Mengubah gereja menjadi masjid
Meskipun tidak ada angka konkret yang menunjukkan berapa banyak gereja yang telah diubah menjadi masjid, ada banyak di New York dan Amerika Serikat secara keseluruhan. Masjid 'Eesa ibn Maryam adalah masjid yang dulunya adalah sebuah gereja di Queens, New York. Di Buffalo, sebuah gereja Katolik Roma diubah menjadi masjid dan yang lainnya diubah menjadi kuil Buddha.

Kota-kota AS dengan populasi menyusut telah menghadapi tantangan yang luar biasa dalam melestarikan warisan mereka, menurut sebuah studi  dalam Journal of Urbanism.

"Tempat ibadah seperti gereja, bagaimanapun, sulit untuk direhabilitasi, dan kota-kota kehilangan warisan kota ini setelah bertahun-tahun kosong dan terbengkalai, dan akhirnya dihancurkan," kata studi tersebut.

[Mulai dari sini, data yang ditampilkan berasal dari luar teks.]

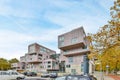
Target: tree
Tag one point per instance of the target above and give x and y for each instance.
(4, 64)
(106, 42)
(14, 60)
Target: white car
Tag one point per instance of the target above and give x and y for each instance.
(11, 75)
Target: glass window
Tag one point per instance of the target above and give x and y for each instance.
(49, 62)
(70, 59)
(82, 67)
(61, 38)
(49, 66)
(74, 40)
(61, 43)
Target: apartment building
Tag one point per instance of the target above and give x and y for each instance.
(73, 46)
(17, 66)
(38, 59)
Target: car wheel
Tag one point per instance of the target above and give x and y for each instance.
(18, 78)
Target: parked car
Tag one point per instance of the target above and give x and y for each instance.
(45, 74)
(30, 73)
(61, 78)
(53, 75)
(76, 77)
(11, 75)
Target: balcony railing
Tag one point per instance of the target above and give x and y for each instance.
(76, 52)
(71, 46)
(34, 58)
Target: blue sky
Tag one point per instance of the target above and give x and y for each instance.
(23, 22)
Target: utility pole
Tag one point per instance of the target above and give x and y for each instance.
(86, 64)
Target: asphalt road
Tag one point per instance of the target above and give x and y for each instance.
(37, 78)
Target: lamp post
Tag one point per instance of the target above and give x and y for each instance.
(107, 69)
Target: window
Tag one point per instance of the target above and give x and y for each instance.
(68, 66)
(49, 62)
(73, 71)
(61, 38)
(49, 66)
(70, 59)
(74, 40)
(82, 67)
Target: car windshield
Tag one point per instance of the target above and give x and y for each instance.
(84, 78)
(60, 78)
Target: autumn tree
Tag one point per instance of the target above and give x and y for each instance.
(106, 42)
(4, 64)
(14, 60)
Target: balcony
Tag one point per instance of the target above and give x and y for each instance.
(34, 59)
(72, 46)
(76, 52)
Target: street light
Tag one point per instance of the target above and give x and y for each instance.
(100, 62)
(107, 69)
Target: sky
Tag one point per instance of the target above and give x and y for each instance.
(23, 22)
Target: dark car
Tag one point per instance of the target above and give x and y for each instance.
(76, 77)
(45, 74)
(53, 75)
(30, 73)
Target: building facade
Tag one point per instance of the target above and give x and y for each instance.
(38, 59)
(73, 46)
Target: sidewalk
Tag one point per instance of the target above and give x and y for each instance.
(115, 77)
(101, 76)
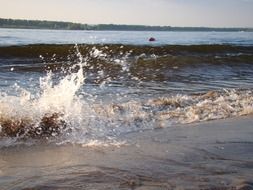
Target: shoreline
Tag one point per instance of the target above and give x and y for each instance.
(209, 155)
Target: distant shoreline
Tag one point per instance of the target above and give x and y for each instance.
(56, 25)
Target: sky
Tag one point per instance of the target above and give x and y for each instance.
(210, 13)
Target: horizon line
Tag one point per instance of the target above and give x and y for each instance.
(210, 27)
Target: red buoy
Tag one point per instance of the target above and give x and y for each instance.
(151, 39)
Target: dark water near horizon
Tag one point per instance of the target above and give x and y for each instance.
(79, 109)
(118, 82)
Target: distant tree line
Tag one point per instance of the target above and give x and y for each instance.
(37, 24)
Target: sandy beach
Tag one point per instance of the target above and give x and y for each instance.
(210, 155)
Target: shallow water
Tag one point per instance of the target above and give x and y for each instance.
(73, 114)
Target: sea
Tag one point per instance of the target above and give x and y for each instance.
(116, 110)
(81, 86)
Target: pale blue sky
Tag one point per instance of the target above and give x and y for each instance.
(212, 13)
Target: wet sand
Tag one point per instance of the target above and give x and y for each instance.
(212, 155)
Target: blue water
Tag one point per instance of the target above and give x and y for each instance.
(32, 36)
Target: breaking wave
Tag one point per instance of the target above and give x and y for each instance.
(61, 111)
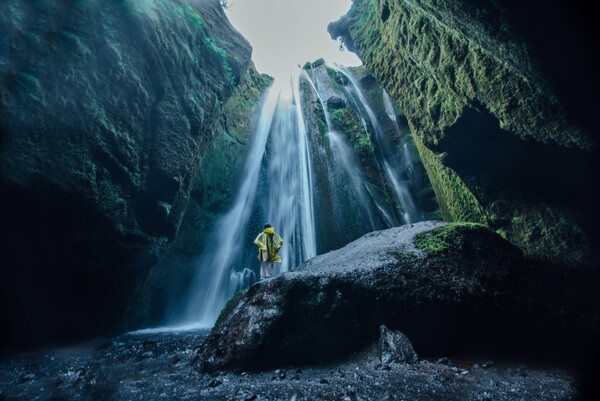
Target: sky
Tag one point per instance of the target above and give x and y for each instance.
(288, 33)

"Di banyak kota yang menyusut, terutama yang sekarang menyambut imigran dan pengungsi baru, pelestarian gereja-gereja yang kosong secara kebetulan melalui konversi iman-ke-iman dapat menjadi aset bagi perencana lokal dan pelestari dalam perjuangan mereka untuk menyelamatkan warisan kota dari pembongkaran."

Dalam beberapa kasus, jemaat atau badan keagamaan akan menjual gereja kepada pengembang yang kemudian mengubahnya menjadi apartemen, kantor, atau ruang pertunjukan. Namun untuk gereja di daerah yang kurang menarik bagi pengembang, kelompok agama lain, seperti umat Islam, akan membelinya dan mengubahnya menjadi rumah ibadah.

Bagian dalam pusat komunitas Muslim baru di Bay Ridge masih memiliki jendela kaca patri dan banyak sisa arsitektur gereja. Masih ada salib yang terukir di dinding dan salib yang tergantung dari penerangan. Ada salib raksasa di tiang di halaman depan, tapi akan segera diturunkan untuk memberi ruang bagi bulan sabit dan bintang.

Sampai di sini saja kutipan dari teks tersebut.